Подпоручик Пушкарев много раз бросался в атаку, стремясь захватить пугачевскую артиллерию. В пылу рукопашной он взял у одного солдата ружье и устремился к свалке. Остервенелый, не помня себя, он добрался до бомбардира и прикладом саданул его по голове. Старик охнул и тяжко опустился в снег.
— Бей! — кричал подпоручик.
Увидя падение бомбардира, пушкари не струсили, а озлобились сильнее. И прошло немного времени, как они опрокинули роту Пушкарева и погнали ее прочь. Проворный канонир подскочил к орудию и послал вслед убегающим изрядный заряд картечи…
Бомбардир Волков открыл глаза, и постепенно сознание вернулось к нему. Придя в себя, он огляделся.
— Братцы, целы ли мортирки? — окрикнул бомбардир пушкарей.
— Ну, пошли им бог удачи! Коли целы — все в порядке! — Он, шатаясь, встал и прошел к орудию. Ласково оглядывая его, он прошептал:
— Милая моя, разве ж мы отдадим тебя супостату!..
Пугачевцы дрались свирепо. И хотя к вечеру полевые команды заняли высоту и захватили сотни две пленных крестьян, генерал уныло опустил голову. Ему подали сани, он молча уселся в них, плотно укрывшись медвежьей полостью, и, сопровождаемый конниками, поехал к занятой высоте. Поднявшись на нее с подпоручиком Пушкаревым, он осмотрелся вокруг. До деревни Першиной оставалось рукой подать.
Но на холме у Першиной снова загремели пушки и зашевелилась пехота. Слева по льду неслась башкирская конница.
Генерал встревожился. Он пристально посмотрел в сторону Першиной:
Он, кряхтя, сел в сани и поехал в крепость. Команды с песнями возвращались в город, гоня впереди себя пленных мужиков.
Стан атамана Грязнова как был, так и остался в деревне Першиной. Сидя на лохматой башкирской лошадке, Грязнов наблюдал за отбитой высотой. Он видел, как генерал вылез из саней и подошел к орудиям. Его сопровождали офицеры.
Рядом в новом дубленом полушубке топтался Перфилька.
— Вон наш вояка! Вон он! — кричал старик, указывая Грязнову на далекие фигурки на холме.
Когда генерал сошел с холма, сел в сани и помчался к Челябе, Перфилька засмеялся презрительно:
— Что, струсил?.. Кто теперича подштанники генералу отмывать будет? Чать, все холопы разбежались…
Атаман улыбнулся, повернул коня и поехал вдоль фронта.
Генерал не спал всю ночь. Только сейчас он понял, что Челяба почти окружена. Два последних дня в город не доставляли провианта.
Утром генерал вызвал к себе бургомистра Боровинского и Свербеева.
Лицо у генерала от бессонницы посерело, глаза потухли. Он держал в руках письмо.

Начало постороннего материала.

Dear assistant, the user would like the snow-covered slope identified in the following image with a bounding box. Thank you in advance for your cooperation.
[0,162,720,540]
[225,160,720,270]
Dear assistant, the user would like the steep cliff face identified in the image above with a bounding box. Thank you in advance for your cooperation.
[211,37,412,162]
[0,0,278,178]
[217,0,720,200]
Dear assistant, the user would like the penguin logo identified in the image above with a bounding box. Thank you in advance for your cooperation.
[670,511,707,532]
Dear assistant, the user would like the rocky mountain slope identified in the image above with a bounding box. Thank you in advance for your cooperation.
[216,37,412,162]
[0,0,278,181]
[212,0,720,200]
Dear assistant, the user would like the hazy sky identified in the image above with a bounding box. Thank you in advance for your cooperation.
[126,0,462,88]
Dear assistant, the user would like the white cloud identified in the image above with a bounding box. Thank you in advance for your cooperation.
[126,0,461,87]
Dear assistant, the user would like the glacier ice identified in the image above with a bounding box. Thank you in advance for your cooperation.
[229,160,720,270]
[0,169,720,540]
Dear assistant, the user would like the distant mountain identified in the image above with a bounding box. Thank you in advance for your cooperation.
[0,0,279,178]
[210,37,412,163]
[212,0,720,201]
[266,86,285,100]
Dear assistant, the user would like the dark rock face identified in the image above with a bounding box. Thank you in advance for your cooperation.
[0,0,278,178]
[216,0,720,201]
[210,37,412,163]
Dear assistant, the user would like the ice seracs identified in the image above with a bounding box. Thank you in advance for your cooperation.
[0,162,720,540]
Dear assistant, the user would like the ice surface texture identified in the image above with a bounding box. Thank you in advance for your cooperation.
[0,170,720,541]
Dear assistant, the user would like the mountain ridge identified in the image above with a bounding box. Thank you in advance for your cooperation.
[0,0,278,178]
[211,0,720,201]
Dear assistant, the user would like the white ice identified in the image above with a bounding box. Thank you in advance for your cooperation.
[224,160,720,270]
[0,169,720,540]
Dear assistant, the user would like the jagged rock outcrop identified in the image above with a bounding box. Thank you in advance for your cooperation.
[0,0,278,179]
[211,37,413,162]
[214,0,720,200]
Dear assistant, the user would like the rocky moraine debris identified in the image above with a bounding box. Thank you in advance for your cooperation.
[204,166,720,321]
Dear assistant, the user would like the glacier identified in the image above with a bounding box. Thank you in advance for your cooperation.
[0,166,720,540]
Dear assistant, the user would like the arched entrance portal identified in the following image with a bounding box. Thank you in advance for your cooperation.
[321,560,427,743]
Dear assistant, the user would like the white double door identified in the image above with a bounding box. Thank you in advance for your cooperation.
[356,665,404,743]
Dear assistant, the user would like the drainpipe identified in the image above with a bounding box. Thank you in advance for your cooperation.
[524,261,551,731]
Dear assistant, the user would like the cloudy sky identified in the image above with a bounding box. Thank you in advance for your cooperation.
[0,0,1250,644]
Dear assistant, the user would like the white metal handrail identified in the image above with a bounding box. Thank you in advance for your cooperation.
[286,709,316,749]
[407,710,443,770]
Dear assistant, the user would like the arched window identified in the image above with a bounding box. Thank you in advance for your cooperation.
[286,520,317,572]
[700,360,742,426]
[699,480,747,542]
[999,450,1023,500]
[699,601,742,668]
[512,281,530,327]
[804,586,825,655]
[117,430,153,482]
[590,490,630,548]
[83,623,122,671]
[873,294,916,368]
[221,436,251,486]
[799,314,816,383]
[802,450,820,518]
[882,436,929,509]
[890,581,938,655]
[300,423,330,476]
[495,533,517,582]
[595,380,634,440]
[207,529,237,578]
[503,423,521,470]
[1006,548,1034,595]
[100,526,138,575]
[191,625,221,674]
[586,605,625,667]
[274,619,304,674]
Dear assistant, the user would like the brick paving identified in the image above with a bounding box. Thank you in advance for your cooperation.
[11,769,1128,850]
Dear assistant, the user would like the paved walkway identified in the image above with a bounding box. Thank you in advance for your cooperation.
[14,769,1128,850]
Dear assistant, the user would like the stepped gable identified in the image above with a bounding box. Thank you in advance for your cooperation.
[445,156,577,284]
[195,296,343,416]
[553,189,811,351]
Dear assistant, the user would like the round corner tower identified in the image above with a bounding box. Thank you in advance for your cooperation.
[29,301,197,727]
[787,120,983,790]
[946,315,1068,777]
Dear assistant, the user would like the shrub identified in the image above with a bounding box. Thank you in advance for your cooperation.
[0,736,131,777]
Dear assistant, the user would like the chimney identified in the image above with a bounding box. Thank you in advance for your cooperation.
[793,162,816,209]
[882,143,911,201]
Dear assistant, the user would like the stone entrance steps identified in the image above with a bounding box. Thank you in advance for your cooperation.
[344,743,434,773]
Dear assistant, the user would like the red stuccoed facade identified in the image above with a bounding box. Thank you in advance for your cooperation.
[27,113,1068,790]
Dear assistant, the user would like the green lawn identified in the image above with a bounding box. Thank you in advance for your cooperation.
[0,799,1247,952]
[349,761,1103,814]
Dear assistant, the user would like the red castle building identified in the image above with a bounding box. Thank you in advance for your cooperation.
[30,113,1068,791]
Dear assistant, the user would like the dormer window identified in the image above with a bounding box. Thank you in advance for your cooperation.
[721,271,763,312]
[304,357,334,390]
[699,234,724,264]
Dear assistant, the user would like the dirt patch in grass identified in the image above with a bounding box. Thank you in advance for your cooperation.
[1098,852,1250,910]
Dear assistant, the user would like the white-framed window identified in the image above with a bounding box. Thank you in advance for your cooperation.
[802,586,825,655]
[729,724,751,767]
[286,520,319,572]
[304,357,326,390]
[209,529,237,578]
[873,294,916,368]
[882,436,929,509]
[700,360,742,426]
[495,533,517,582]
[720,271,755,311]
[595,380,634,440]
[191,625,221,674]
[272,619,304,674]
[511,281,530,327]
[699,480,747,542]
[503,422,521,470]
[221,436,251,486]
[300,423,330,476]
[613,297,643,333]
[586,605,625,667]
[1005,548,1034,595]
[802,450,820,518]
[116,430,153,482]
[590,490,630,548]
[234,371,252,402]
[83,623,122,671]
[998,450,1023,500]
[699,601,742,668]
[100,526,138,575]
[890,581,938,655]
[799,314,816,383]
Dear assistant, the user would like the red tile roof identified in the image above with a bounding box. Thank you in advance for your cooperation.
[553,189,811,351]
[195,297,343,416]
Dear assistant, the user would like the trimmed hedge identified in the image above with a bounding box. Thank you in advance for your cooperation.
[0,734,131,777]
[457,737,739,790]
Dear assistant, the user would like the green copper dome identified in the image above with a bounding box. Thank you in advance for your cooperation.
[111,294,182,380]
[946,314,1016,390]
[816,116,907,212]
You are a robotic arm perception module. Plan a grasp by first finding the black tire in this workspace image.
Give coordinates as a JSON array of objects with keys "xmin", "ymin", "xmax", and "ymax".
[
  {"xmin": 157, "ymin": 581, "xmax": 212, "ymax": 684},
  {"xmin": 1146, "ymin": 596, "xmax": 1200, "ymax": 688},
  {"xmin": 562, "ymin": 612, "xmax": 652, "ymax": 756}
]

— Вот! — генерал перевел взгляд на пакет. — Вот что мною получено от полковника господина Бибикова. Тамошняя окрестность и сам Екатеринбург от злодейских покушений весьма опасен…
Бургомистр переглянулся со Свербеевым.
— Позвольте, ваше превосходительство, — деликатно напомнил Свербеев. — Екатеринбург, надо полагать, обеспечен воинской силой. Меж тем Челяба…
— Ах, — перебил Свербеева генерал и поморщился, — знаю, что Челяба… но военная коллегия и главнокомандующий войсками озабочены защитой главнейших екатеринбургских заводов. Да-с, господа…
Бургомистр и товарищ воеводы поникли головами: поняли, что Челяба будет оставлена…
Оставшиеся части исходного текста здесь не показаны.